I skipped the songs, skimmed the most boring passages, read only a few dozen pages per day and generally was bored stiff by most of the book. And yet, I find myself with a generally positive opinion of the book. Certainly, fear of peer pressure certainly accounts for part of this sentiment (being stoned to death by rabid Tolkien fans is a fate that I wish upon no one, lest of all myself) but not all of it. I might have been decidedly unimpressed by the lack of zippiness of The Lord of the Rings, but there’s no disputing that this is a very good, very impressive work.
Nowhere more impressive, of course, in the sheer depth of the world created by Tolkien, which was subsequently mined for endless hidden ripoffs which at least usually improved on the turgidness of the original. Still, imitation is the sincerest form of flattery, and few authors have been as flattered as Tolkien in seeing a whole publishing genre spring up from their not-so-humble creation.
In the end, however, mere mortals like me can scarcely complain about a work that’s too literary, too complex or too richly-detailed. It’s a measure of how darn good The Lord of the Rings is that even if I didn’t especially like it, I have no choice but to recommend it.
BRIEFLY: The Hobbit, Tolkien’s prologue to The Lord of the Rings, is undoubtedly written for children, but adults will find here a rougher yet perhaps more interesting story than the full-fledged sequel.

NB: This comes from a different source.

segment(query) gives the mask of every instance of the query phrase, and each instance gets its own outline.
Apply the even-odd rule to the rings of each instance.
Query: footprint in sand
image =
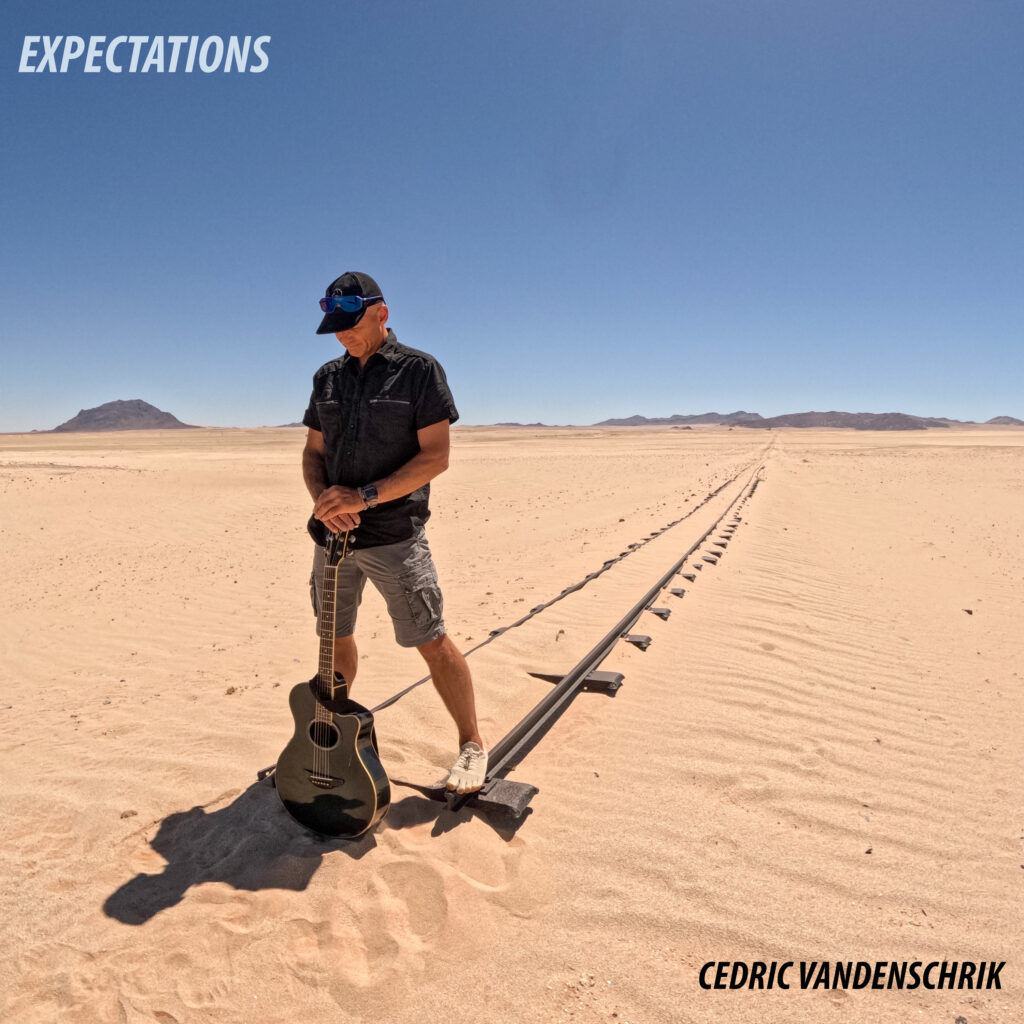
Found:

The story remains focused on a single hobbit, Bilbo Baggins, and thus doesn’t have the dyptic structure of the trilogy. The considerably amount of dry British humor also helps.

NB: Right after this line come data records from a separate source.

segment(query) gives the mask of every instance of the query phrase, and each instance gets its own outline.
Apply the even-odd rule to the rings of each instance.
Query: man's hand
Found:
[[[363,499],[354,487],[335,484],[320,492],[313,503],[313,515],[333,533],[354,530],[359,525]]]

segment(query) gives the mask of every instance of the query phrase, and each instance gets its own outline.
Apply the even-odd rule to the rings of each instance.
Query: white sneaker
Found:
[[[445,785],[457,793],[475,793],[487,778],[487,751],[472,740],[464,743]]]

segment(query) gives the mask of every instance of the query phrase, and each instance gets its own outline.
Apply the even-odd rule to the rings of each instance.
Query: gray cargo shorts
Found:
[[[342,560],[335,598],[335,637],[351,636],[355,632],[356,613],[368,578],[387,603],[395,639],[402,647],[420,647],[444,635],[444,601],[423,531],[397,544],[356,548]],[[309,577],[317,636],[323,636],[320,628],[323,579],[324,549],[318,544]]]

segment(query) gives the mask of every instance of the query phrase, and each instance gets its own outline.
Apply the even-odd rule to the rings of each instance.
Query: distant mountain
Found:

BRIEFLY: Bored of the Rings, the Harvard Lampoon’s parody of Tolkien’s trilogy, is far shorter (160 loosely typeset pages) and much more strictly enjoyable than its source material. Well, that’s if your brand of humor include snickering at gags like “Boggies are an unattractive but annoying people whose numbers have decreased rather precipitously since the bottom fell out of the fairy-tale market.” [P.XV] Still, the book essentially parodies the first book of the trilogy, plus the conclusion—which either speaks about the non-essential nature of the rest of the Lord of the Rings, or the authors’ laziness. A hoot for fans.